Wednesday, December 17, 2008
Story
An international conference on "Migration, Diaspora and the City: Mobility and Dwelling in Calcutta" was held in Calcutta on 12-13 December 2008. The conference was jointly organised by the Centre for Studies in Social Sciences, Calcutta, the Diaspora Cities research team and The City Centre, Queen Mary, University of London, and supported by the Leverhulme Trust.
V Ramaswamy, Honorary Chairman of Howrah Pilot Project, presented a paper at the conference, titled "Priya Manna Basti, Howrah: The story of a community".
Here's the abstract of the paper.
Priya Manna Basti, Howrah, a century old jute workers’ slum, is currently home to about 20,000 people, mainly from labouring, Urdu-speaking, Muslim households. The people living here belong to Bihar and eastern U.P.

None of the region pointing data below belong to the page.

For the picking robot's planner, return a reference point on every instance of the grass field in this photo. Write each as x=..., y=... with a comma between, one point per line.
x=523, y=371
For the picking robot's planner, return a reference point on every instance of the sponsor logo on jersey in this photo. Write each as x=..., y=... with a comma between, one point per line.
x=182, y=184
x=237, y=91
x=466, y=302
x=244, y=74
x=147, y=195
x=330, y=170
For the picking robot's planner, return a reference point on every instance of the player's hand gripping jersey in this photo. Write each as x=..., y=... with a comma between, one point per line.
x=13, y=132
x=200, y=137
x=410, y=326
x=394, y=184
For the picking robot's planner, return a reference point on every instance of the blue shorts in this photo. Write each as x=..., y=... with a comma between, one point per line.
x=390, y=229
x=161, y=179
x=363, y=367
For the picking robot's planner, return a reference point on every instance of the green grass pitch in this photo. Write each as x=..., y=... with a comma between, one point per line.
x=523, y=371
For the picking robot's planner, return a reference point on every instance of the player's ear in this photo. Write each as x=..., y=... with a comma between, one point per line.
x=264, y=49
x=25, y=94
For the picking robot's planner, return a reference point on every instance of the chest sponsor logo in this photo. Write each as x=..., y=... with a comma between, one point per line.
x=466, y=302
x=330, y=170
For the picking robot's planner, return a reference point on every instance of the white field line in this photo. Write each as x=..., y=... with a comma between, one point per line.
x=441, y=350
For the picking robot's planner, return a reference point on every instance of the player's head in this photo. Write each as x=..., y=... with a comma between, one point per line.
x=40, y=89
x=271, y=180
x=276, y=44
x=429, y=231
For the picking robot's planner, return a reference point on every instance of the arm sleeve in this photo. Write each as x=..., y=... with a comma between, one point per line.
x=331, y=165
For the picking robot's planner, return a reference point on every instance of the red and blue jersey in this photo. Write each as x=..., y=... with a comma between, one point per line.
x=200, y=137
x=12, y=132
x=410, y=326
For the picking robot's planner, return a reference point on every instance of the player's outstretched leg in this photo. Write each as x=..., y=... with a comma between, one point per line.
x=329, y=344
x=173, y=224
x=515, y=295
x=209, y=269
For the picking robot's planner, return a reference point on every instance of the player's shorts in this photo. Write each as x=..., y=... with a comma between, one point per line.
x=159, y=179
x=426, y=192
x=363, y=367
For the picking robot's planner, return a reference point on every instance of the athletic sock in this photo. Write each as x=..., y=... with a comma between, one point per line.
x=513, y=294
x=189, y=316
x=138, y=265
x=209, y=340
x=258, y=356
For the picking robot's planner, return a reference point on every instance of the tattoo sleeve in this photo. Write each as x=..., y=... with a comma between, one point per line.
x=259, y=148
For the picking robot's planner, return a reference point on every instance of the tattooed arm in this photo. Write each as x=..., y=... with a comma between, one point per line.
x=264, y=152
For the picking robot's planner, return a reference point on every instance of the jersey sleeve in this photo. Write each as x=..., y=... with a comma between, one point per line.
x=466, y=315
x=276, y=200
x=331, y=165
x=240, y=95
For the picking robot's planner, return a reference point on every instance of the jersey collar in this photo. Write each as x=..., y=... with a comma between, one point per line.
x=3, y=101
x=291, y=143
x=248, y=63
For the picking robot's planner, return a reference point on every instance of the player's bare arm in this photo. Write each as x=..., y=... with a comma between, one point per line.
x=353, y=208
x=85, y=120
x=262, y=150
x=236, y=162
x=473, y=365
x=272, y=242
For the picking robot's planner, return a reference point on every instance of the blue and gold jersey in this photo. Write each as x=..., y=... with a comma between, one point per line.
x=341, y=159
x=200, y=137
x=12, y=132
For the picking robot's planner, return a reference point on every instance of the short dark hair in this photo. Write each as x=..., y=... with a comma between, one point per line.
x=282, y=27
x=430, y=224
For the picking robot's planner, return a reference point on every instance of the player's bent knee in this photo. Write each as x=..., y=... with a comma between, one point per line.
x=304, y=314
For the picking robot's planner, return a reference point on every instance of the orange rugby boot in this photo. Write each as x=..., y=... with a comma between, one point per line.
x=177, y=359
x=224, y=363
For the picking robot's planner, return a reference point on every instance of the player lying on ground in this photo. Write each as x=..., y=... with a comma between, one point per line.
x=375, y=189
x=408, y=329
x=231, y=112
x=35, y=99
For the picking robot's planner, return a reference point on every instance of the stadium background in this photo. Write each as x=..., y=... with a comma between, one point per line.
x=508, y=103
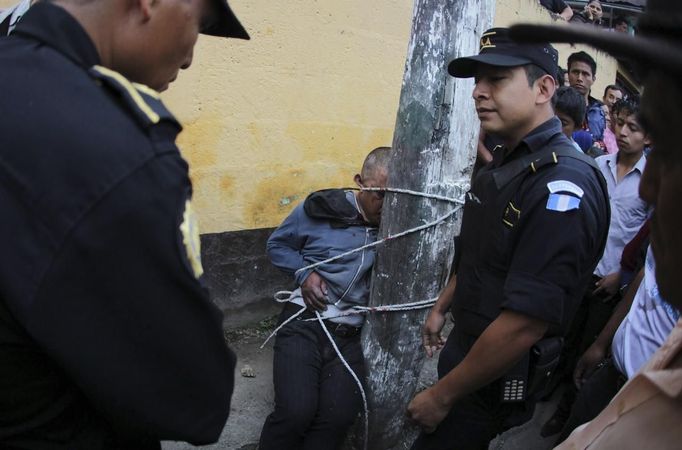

Labouring rural people, historically disenfranchised and unlettered, arrived in search of livelihood and settled in Howrah. They lived for decades in a degraded environment. Notwithstanding the disruption of communal riots and partition, during the 1950’s this community witnessed a profound new beginning in self-help efforts towards formal education. They generated community leaders who saw education as a key means to social advancement. They set up local schools which generated large numbers of educated men, several of whom went on to acquire respectable and remunerative jobs. Self-help efforts flourished notwithstanding the discrimination against Muslims in north India in post-independence India.
This story was reversed, first by the de-industrialisation in West Bengal beginning in the mid-60s, and then by the criminalised political culture consolidated over the last two decades. Community initiative has been uprooted, the community reduced to dependence on the crumbs that the party may throw their way, and criminalised in the process. This transformation is what the CPI(M) has presided over in its three decades of power.